Ajabuta nouveaux arrivants ne voulaient pas rester longtemps à Obock. Les températures estivales qui atteignent les tempêtes de sable à 50 degrés Celsius et les vents qui affligent ce port poussiéreux dans le nord de Djibouti, qui souffre du sous-développement. Malgré que cette petite ville est devenue un refuge pour les très différents ensembles. Les réfugiés se sont rendus dans le Sud après avoir fui la guerre au Yémen, qui se trouve à 25 kilomètres du détroit de Bab el Mandeb. Tout en marchant dans la direction opposée, où les immigrants et les contrebandiers éthiopiens à cheval navires naviguant vers le conflit lui-même.
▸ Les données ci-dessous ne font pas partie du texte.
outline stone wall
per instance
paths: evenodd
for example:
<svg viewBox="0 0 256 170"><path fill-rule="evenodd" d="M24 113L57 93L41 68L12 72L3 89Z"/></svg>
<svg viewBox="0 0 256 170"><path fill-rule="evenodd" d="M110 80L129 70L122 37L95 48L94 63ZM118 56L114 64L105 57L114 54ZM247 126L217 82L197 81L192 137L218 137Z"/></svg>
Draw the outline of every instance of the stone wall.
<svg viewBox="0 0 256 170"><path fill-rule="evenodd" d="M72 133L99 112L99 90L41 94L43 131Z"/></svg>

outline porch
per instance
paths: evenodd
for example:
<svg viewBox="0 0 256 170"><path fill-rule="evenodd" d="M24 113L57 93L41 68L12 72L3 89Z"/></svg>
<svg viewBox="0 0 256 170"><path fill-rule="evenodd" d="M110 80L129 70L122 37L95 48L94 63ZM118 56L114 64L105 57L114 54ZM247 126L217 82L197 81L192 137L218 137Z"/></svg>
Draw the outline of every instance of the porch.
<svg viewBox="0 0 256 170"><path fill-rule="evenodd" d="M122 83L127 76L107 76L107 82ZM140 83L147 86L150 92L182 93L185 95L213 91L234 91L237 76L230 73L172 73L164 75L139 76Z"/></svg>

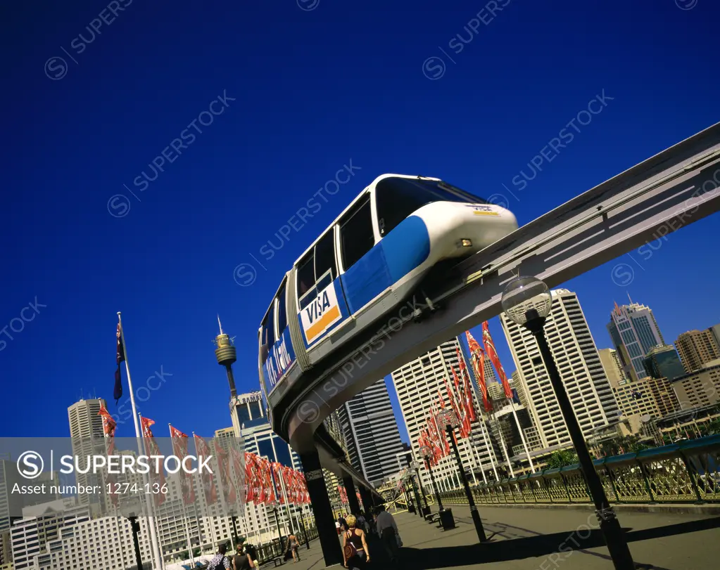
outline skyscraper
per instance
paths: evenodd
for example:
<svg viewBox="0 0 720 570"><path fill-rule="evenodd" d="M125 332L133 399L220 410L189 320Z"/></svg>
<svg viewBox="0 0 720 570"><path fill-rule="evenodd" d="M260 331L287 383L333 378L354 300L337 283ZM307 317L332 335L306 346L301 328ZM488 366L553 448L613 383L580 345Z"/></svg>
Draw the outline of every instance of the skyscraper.
<svg viewBox="0 0 720 570"><path fill-rule="evenodd" d="M418 437L420 430L427 427L426 418L430 414L431 405L436 404L438 393L446 401L445 380L452 379L452 370L459 372L457 349L460 343L457 338L444 342L436 349L423 354L392 372L392 382L400 400L400 410L408 428L410 443L413 454L416 458L421 458L418 448ZM469 363L466 362L469 366ZM480 410L477 397L473 395L475 408ZM469 438L458 440L458 451L462 459L463 465L469 472L468 479L471 482L482 482L482 472L492 474L490 462L490 454L492 460L497 461L492 441L489 439L487 426L476 421L472 423L472 433ZM485 433L490 446L485 444ZM471 443L472 442L472 443ZM456 488L460 482L457 479L457 464L451 455L440 459L439 464L433 468L435 478L441 489ZM423 485L430 487L430 480L424 467L420 471ZM490 479L492 480L492 476Z"/></svg>
<svg viewBox="0 0 720 570"><path fill-rule="evenodd" d="M625 375L633 380L647 376L643 362L645 355L653 346L665 344L650 308L633 303L631 299L629 305L621 307L615 303L608 332Z"/></svg>
<svg viewBox="0 0 720 570"><path fill-rule="evenodd" d="M577 295L567 289L552 292L553 304L545 323L548 344L585 436L616 420L618 408L600 364ZM530 412L544 448L570 442L567 427L535 337L500 315L505 338L528 395Z"/></svg>
<svg viewBox="0 0 720 570"><path fill-rule="evenodd" d="M97 400L81 400L68 408L68 419L70 422L70 438L73 448L73 455L86 457L92 455L105 455L105 433L102 428L102 418L99 415L100 407L107 407L107 403L102 398ZM78 485L83 487L102 485L102 476L99 474L75 474ZM99 502L100 495L81 493L78 497L81 505L91 502Z"/></svg>
<svg viewBox="0 0 720 570"><path fill-rule="evenodd" d="M230 400L230 418L236 437L240 437L243 426L251 426L268 421L263 405L261 392L236 394Z"/></svg>
<svg viewBox="0 0 720 570"><path fill-rule="evenodd" d="M685 375L685 369L675 346L662 345L650 349L644 359L645 370L652 378L674 380Z"/></svg>
<svg viewBox="0 0 720 570"><path fill-rule="evenodd" d="M376 487L397 472L402 442L384 380L364 390L338 410L350 462Z"/></svg>
<svg viewBox="0 0 720 570"><path fill-rule="evenodd" d="M720 347L715 341L712 328L683 333L675 341L675 346L685 372L699 370L720 358Z"/></svg>
<svg viewBox="0 0 720 570"><path fill-rule="evenodd" d="M616 388L628 381L616 350L601 349L598 351L598 355L600 357L600 362L603 365L605 375L608 377L611 386Z"/></svg>

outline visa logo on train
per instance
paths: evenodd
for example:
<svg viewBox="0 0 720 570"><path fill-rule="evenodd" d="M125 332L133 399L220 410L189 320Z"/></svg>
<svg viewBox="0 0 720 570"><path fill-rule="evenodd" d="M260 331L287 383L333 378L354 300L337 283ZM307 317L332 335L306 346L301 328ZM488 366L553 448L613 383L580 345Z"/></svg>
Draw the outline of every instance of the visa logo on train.
<svg viewBox="0 0 720 570"><path fill-rule="evenodd" d="M342 316L335 283L330 283L300 311L300 323L307 344L320 339Z"/></svg>

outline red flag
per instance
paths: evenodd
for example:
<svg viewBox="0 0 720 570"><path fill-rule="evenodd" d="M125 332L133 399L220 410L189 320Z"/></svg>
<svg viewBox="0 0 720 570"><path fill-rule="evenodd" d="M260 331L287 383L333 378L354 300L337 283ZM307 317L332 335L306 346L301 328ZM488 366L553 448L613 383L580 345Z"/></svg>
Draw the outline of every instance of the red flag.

Combattu près de 35.000 personnes, ce voyage vers le sud à travers le détroit (qui se traduit par "porte de larmes" ') au petit État autoritaire de Djibouti depuis Mars 2015, quand il a laissé tomber les rebelles chiites et le gouvernement yéménite ensuite l'Arabie Saoudite a lancé une campagne de bombardements sans relâche. Les Yéménites plus de la moitié d'entre eux légèrement, selon le secrétariat régional mixte pour les migrations, qui surveille les mouvements entre la Corne de l'Afrique et au Yémen, alors que le reste sont des réfugiés somaliens, des rapatriés et des nationalités djiboutiennes et autres.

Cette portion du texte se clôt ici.